Unbiased proteomic analysis detects painful systemic inflammatory profile in the serum of nerve-injured mice.

Neuropathic pain is a complex, debilitating disease that results from injury to the somatosensory nervous system. The presence of systemic chronic inflammation has been observed in patients with chronic pain but whether it plays a causative role remains unclear. This study aims to determine the perturbation of systemic homeostasis by an injury to peripheral nerve and its involvement in neuropathic pain. We assessed the proteomic profile in the serum of mice at 1 day and 1 month after partial sciatic nerve injury (PSNL) or sham surgery. We also assessed mouse mechanical and cold sensitivity in naïve mice after receiving intravenous administration of serum from PSNL or sham mice.

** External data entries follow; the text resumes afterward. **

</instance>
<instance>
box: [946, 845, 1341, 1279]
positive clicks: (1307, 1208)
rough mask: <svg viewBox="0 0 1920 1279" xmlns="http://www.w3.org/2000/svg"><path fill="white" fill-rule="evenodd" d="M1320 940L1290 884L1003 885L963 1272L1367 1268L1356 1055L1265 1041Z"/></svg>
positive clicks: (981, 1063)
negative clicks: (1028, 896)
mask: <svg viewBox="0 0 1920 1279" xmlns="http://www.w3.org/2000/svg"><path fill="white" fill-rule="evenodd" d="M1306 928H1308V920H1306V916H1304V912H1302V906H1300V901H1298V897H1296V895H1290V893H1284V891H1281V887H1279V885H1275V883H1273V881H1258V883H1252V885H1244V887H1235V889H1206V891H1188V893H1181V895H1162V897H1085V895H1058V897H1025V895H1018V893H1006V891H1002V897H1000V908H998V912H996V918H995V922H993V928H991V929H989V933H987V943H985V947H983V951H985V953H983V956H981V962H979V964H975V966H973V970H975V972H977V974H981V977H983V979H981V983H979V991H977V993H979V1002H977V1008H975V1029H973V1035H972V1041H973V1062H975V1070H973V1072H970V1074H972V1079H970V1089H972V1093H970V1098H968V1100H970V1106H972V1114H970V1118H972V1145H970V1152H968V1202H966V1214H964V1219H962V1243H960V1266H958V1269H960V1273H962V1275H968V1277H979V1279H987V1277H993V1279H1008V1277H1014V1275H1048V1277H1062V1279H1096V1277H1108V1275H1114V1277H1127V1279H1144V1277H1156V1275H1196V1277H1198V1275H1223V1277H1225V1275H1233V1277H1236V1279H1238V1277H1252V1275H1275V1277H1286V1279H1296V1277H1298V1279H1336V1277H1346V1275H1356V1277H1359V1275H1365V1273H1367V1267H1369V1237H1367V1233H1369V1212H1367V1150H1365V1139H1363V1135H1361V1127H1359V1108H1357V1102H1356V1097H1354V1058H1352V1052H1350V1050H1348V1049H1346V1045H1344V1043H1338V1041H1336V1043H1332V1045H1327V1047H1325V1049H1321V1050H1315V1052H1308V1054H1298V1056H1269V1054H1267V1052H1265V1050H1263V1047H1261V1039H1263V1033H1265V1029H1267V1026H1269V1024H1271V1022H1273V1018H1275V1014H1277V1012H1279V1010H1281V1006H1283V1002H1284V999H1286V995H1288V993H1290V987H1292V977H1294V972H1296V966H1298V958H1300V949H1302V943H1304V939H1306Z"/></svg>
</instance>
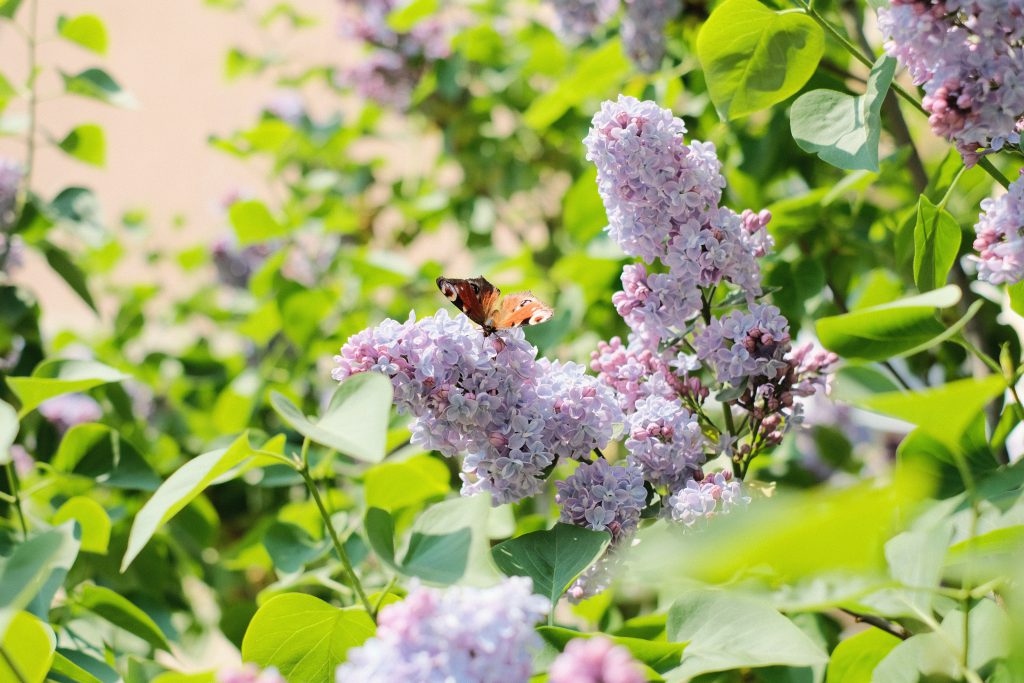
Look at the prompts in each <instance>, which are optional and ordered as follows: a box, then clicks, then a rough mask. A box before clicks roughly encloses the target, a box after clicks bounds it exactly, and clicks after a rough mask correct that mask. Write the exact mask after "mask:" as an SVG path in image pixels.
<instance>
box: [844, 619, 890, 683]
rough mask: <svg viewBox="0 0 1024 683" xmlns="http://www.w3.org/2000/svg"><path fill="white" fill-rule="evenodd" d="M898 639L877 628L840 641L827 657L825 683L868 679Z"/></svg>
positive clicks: (872, 629)
mask: <svg viewBox="0 0 1024 683" xmlns="http://www.w3.org/2000/svg"><path fill="white" fill-rule="evenodd" d="M900 642H901V641H900V639H899V638H897V637H896V636H893V635H890V634H888V633H886V632H885V631H881V630H880V629H867V630H866V631H861V632H860V633H858V634H856V635H853V636H851V637H849V638H847V639H846V640H844V641H842V642H841V643H840V644H839V645H837V646H836V649H835V650H833V653H831V658H830V659H829V660H828V673H827V675H826V677H825V683H871V673H872V672H873V671H874V668H876V667H877V666H879V663H880V661H882V660H883V659H884V658H885V657H886V655H887V654H889V652H890V651H892V649H893V648H894V647H896V646H897V645H899V644H900Z"/></svg>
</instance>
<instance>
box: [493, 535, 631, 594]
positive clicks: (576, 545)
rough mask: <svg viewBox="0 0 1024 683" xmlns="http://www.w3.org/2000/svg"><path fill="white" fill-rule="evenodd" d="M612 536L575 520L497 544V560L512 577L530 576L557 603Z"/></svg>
mask: <svg viewBox="0 0 1024 683" xmlns="http://www.w3.org/2000/svg"><path fill="white" fill-rule="evenodd" d="M610 540H611V536H610V535H609V533H607V532H606V531H593V530H591V529H587V528H581V527H580V526H574V525H572V524H555V526H554V527H553V528H551V529H546V530H543V531H532V532H530V533H524V535H523V536H520V537H517V538H515V539H510V540H508V541H506V542H504V543H501V544H499V545H497V546H495V549H494V550H493V551H492V552H493V553H494V556H495V563H496V564H498V567H499V568H500V569H501V570H502V571H504V572H505V574H506V575H509V577H529V578H530V579H532V580H534V592H535V593H538V594H540V595H543V596H545V597H547V598H548V599H549V600H551V604H552V605H554V604H555V603H557V602H558V599H559V598H560V597H561V596H562V593H564V592H565V589H567V588H568V587H569V584H571V583H572V582H573V581H574V580H575V578H577V577H579V575H580V572H581V571H583V570H584V569H586V568H587V567H588V566H590V564H591V563H592V562H593V561H594V560H596V559H597V558H598V557H600V555H601V553H603V552H604V549H605V548H607V547H608V543H609V542H610Z"/></svg>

Mass spectrometry-based proteomic analysis revealed that PSNL resulted in a long-lasting alteration of serum proteome, where most of the differentially expressed proteins were in inflammation-related pathways, involving cytokines and chemokines, autoantibodies, and complement factors. Although transferring sham serum to naïve mice did not change their pain sensitivity, PSNL serum significantly lowered mechanical thresholds and induced cold hypersensitivity in naïve mice. With broad anti-inflammatory properties, bone marrow cell extracts not only partially restored serum proteomic homeostasis but also significantly ameliorated PSNL-induced mechanical allodynia, and serum from bone marrow cell extracts-treated PSNL mice no longer induced hypersensitivity in naïve mice. These findings clearly demonstrate that nerve injury has a long-lasting impact on systemic homeostasis, and nerve injury-associated systemic inflammation contributes to the development of neuropathic pain.